When interacting with friends and family, I find myself almost constantly checking my thoughts to see if I am present with the people I love, or stuck in my head. The mental checking is what keeps me feeling distant and disconnected. Does anyone else experience this?
hello all im a male 26 kinda new to dealing with this. for as long as i can remember i used to really stress out about my health and if i was ever sick i would assume the worst ang google symptoms of everything multiple times a day. i was extremely afraid of throwing up as a kid which i think plays a roll in ocd recently i watched a tv show that affected my overthinking and cause me to spiral out. thats when the SOOCD started to happen, growing up i always was with women and dated women and still dating women i never had these thoughts until 6 months ago i now feel uncomfortable around other men, i dont like to make eye contact and im always checking for a groinal response or sensation in my body when i watch tv or out in public. its affecting my daily life and i dont know where it all came from. i get intrusive thought daily could be a made up situation or a image of something i saw on the internet.
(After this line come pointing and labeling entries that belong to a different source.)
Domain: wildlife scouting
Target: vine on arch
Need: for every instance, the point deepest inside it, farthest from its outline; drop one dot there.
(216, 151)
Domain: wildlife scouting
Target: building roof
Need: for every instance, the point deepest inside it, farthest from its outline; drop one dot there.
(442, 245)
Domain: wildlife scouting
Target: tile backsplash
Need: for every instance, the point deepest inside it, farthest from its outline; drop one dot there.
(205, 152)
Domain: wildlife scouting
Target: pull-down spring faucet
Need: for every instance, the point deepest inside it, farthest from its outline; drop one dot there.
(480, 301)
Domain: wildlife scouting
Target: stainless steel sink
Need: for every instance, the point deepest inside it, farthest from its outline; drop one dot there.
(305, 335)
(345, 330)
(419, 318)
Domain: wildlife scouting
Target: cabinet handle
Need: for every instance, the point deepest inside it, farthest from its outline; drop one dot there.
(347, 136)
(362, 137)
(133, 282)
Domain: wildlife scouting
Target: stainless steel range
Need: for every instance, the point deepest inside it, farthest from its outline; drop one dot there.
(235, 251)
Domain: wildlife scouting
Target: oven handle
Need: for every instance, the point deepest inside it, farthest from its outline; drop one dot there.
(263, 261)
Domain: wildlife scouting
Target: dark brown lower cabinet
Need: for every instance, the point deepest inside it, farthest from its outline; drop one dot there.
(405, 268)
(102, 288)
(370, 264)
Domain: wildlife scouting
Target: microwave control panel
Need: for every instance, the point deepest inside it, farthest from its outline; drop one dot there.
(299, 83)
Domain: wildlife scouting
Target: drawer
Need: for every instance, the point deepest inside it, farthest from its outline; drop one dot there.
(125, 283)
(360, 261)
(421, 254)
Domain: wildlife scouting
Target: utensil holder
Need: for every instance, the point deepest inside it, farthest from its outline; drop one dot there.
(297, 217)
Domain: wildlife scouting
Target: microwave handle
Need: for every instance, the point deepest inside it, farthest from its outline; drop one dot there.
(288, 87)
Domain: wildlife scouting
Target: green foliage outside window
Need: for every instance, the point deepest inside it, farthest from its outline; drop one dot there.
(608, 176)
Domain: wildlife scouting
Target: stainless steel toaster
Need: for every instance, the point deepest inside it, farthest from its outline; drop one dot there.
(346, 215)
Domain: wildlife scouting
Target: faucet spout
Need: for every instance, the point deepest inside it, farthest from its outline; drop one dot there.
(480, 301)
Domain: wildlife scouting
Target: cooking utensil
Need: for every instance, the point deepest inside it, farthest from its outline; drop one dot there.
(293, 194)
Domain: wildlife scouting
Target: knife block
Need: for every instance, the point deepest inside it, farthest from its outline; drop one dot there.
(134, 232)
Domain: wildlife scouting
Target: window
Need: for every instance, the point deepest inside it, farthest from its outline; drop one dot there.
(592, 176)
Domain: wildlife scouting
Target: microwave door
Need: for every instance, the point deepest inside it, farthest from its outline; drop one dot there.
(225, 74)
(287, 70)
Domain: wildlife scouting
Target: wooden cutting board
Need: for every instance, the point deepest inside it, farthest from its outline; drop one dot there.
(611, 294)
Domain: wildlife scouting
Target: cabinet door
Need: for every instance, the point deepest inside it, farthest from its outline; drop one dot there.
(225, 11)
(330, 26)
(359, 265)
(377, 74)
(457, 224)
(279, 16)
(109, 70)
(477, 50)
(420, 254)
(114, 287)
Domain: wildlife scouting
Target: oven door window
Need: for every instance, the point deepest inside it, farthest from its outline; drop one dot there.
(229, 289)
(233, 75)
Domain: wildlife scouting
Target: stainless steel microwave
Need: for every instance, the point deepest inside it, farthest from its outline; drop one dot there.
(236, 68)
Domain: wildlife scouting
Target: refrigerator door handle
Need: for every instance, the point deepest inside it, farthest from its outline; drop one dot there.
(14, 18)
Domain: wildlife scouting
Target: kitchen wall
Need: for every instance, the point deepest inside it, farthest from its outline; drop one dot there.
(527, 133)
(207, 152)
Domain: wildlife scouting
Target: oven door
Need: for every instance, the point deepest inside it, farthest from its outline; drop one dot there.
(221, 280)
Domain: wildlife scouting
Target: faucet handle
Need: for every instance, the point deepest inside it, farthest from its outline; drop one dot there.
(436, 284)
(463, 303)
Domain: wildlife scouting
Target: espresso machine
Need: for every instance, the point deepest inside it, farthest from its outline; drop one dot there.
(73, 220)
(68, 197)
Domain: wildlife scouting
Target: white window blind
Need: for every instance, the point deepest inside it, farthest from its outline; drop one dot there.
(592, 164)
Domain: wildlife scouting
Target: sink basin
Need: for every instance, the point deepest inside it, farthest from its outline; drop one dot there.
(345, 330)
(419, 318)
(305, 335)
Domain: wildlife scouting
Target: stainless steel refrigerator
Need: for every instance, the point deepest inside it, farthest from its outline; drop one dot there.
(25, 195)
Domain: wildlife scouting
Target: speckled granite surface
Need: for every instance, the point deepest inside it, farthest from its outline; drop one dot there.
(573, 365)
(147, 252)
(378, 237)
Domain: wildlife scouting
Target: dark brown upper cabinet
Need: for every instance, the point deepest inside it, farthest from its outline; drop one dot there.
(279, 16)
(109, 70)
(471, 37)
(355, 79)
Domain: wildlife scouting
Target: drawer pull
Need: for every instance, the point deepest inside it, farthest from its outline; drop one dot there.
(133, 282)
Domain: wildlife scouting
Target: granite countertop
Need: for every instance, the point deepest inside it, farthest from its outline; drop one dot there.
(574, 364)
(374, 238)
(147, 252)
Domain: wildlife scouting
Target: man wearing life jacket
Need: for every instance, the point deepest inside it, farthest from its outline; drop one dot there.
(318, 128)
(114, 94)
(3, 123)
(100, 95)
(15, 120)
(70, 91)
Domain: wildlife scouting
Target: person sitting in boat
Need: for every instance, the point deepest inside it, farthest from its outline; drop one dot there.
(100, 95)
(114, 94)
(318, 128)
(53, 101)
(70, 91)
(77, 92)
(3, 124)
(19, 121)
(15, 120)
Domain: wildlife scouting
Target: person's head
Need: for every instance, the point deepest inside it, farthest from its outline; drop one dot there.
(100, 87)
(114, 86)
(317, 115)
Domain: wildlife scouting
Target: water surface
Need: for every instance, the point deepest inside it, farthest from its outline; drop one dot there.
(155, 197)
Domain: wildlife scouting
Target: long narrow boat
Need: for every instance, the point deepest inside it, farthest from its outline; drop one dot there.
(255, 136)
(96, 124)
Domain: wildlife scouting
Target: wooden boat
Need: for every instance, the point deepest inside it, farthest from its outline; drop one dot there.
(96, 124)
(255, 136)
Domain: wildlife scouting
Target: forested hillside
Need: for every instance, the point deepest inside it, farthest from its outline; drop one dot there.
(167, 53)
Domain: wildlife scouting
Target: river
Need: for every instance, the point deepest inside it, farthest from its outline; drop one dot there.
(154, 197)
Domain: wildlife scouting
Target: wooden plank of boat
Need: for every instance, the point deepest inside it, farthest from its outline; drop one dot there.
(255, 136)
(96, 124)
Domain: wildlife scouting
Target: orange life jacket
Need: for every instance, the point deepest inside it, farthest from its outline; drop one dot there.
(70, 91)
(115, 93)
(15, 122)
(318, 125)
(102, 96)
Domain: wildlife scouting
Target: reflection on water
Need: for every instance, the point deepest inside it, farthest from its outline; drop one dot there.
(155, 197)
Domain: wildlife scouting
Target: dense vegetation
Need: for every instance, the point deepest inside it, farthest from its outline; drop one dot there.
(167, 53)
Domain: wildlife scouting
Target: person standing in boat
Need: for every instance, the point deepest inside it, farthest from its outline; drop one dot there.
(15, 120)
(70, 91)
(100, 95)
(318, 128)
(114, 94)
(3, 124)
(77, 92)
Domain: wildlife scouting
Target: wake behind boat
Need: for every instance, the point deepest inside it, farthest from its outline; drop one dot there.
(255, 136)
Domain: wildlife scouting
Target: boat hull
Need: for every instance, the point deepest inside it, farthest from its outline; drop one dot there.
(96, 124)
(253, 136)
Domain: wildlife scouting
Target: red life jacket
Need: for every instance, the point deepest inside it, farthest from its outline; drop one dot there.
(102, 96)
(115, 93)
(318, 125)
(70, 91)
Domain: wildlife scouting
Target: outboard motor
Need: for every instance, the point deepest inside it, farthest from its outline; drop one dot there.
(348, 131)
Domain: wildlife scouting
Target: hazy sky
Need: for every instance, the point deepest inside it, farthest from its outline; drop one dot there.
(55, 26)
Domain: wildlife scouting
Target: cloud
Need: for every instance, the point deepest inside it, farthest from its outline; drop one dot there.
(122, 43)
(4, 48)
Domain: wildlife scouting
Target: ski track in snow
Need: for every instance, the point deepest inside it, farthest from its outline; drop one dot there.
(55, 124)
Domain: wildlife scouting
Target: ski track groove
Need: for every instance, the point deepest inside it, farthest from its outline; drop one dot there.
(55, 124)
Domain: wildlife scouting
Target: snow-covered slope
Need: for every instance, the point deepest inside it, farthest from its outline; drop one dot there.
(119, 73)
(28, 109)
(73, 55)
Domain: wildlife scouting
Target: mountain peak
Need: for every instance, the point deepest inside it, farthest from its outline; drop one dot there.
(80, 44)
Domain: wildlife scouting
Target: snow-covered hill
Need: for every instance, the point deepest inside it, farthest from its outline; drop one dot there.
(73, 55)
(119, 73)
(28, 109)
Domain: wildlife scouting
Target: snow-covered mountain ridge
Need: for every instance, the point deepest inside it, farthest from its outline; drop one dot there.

My main thought is that something really terrible is going to come out of this (can’t even type it but you can take an educated guess). Throughout the day i’m really good, but when these thoughts happen, I begin to cry, as if something terrible has been confirmed. I know acceptance is the best thing for OCD (has helped me tremendously in my recovery for multiple themes), but I feel as though I can’t accept something so tragic. Thinking about how my mum would feel if something had happened to me or leaving her, and so soon arguably (i’m 21). This is also affecting me going to the doctors. Ignorance is bliss for me right now. Before I had a habit of seeing doctors quite frequently as a compulsion, but now it’s quite the opposite. It’s reaching up to a year since i’ve had my last appointment and would love another checkup as most of my checkups are regular annual ones. I’m deficient in low folates and lead to my hair thinning tremendously and have read on the official NHS website that same deficiency could lead to something serious if left for too long over time, thus I have a regular prescription from doctors. This isn’t affecting me badly in my day to day really but the thoughts are constant, so much so I believe they are real, and honestly scared for those few moments per day, idk what to do for acceptance a opposed to other themes :(
I always come back to watching straight then gay porn, then analysing my reaction. And now I had a stronger physical reaction to gay porn, so what if I'm gay? I thought I was over doing this but I'm back with the doubts and anxiety. Sorry for just complaining but my mind is doing circles again.
I was in a bad mood bc of my ocd and i was thinking about drawing something at the same time. during that time as well, i feel like my mind was asking the universe for a sign(idk i don't remember it well) and at that time, i dropped a plate and it chipped. now im too scared to draw bc it feels like a bad sign
I have only had this happen twice in all of my years dealing with ocd. Recently I woke up during the night to change positions and as soon as I did, an intrusive thought hit me so hard and so strong. It felt so real. I was really scared and really upset. I laid down and went back to sleep really upset. I eventually got past it. I always immediately tell the ocd “ that’s not true” whenever I get an intrusive thought. My ocd randomly brought it back up again and is telling me that I didn’t deny the ocd that night and that it means the intrusive thought is true. I don’t remember because some time has passed but I am sure I denied it because I always instantly do. We’re not supposed to but I feel I have to. I keep telling myself that I must have but even if I didn’t, going back to sleep and ignoring it is also denying it, right?